DoubleLine Low Duration Bond Fund
DoubleLine Floating Rate Fund
DoubleLine Shiller Enhanced CAPE®
DoubleLine Flexible Income Fund
DoubleLine Low Duration Emerging Markets Fixed Income Fund
DoubleLine Selective Credit Fund
DoubleLine Long Duration Total Return Bond Fund
DoubleLine Equities Growth Fund
DoubleLine Opportunistic Credit Fund
DoubleLine Income Solutions Fund
At the February 25, 2016 meeting (the “Meeting”) of the Board of Trustees of DoubleLine Funds Trust (“DFT”), DoubleLine Equity Funds (“DEF”), DoubleLine Opportunistic Credit Fund (“DBL”), and DoubleLine Income Solutions Fund (“DSL” which, together with DBL, are the “Closed-End Funds” and, together with DFT, DEF, and DBL, are the “Trusts”), including in respect of each of DFT’s and DEF’s series of shares of beneficial interest (each, an “Open-End Fund” and, collectively with the Closed-End Funds, the “Funds”), the Board of Trustees, including the Trustees who are not “interested persons” (as defined in the Investment Company Act of 1940, as amended) of the Trusts (“Independent Trustees”) voting separately, approved the renewal of the Investment Advisory and Management Agreements (the “DFT Advisory Agreements”) between DoubleLine Capital LP (“DoubleLine Capital” or an “Adviser”) and DFT, in respect of the DoubleLine Total Return Bond Fund, the DoubleLine Core Fixed Income Fund, the DoubleLine Emerging Markets Fixed Income Fund (“EMFI”), the DoubleLine Multi-Asset Growth Fund (“MAG”), the DoubleLine Cayman Multi Asset Growth Fund I Ltd., the DoubleLine Low Duration Fund, the DoubleLine Floating Rate Fund, the DoubleLine Shiller Enhanced CAPE® (“CAPE”), the DoubleLine Flexible Income Fund, the DoubleLine Low Duration Emerging Markets Fixed Income Fund, the DoubleLine Selective Credit Fund, and the DoubleLine Long Duration Total Return Bond Fund (the “DFT 15(c) Funds”), for an additional one-year period; the Investment Management Agreement (the “DEF Advisory Agreement”) between DoubleLine Equity LP (“DoubleLine Equity” or an “Adviser”) and DEF, in respect of the DoubleLine Equities Growth Fund, for an additional one-year period; the Investment Management Agreement (the “DBL Advisory Agreement”) between DoubleLine Capital and DBL for an additional one-year period; and the Investment Management Agreement (together with the DFT Advisory Agreements, the DEF Advisory Agreement, and the DBL Advisory Agreement, the “Advisory Agreements”) between DoubleLine Capital and DSL for an additional one-year period.

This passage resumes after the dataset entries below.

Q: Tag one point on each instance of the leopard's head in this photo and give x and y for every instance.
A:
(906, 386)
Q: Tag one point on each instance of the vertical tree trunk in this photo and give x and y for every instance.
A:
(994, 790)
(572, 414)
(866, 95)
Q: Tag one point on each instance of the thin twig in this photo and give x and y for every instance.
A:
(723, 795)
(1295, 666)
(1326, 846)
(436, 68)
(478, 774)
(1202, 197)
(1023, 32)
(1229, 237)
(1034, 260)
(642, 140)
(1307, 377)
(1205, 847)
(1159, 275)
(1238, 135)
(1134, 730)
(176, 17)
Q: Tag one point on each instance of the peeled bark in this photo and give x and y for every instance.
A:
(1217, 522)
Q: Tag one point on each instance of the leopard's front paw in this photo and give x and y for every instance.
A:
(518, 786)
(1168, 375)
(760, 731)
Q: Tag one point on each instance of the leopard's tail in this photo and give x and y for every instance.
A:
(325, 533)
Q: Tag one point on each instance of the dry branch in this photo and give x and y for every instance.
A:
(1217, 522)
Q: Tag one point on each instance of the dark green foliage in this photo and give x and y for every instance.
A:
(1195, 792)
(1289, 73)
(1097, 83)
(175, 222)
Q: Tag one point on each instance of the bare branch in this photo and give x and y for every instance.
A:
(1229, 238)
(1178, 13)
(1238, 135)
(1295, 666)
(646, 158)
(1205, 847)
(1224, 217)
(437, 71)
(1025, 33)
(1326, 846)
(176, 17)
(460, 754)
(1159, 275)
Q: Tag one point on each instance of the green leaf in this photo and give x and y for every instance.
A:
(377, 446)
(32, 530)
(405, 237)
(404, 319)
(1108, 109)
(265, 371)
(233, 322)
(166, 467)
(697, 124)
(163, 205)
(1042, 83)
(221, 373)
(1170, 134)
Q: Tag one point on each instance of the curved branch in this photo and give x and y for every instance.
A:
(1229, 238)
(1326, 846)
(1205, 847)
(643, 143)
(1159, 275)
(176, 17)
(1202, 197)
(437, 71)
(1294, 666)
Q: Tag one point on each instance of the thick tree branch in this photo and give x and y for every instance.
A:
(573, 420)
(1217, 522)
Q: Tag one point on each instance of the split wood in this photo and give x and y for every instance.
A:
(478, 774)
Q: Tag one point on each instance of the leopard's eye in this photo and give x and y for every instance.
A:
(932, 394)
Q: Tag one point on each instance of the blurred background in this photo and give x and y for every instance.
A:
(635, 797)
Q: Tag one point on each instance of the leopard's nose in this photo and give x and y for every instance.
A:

The Trustees meet over the course of the year with investment advisory personnel from the Advisers and regularly review detailed information, presented both orally and in writing, regarding the investment program, performance and operations of each Fund. The Trustees’ determination to approve the continuance of the Advisory Agreements was made on the basis of each Trustee’s business judgment after an evaluation of all of the information provided to the Trustees, both at the February 25, 2016 meeting and at prior meetings. The Trustees noted that they had recently approved the renewal, through March 25, 2016, of a number of the Funds’ advisory arrangements at the Board’s November 2015 meeting and had considered information similar to that presented at its February 25, 2016 meeting. The Trustees noted that they would consider the proposed renewal of each Fund’s advisory arrangements and any information presented anew, but that their deliberations and conclusions may be informed, at least in part, by their other recent deliberations.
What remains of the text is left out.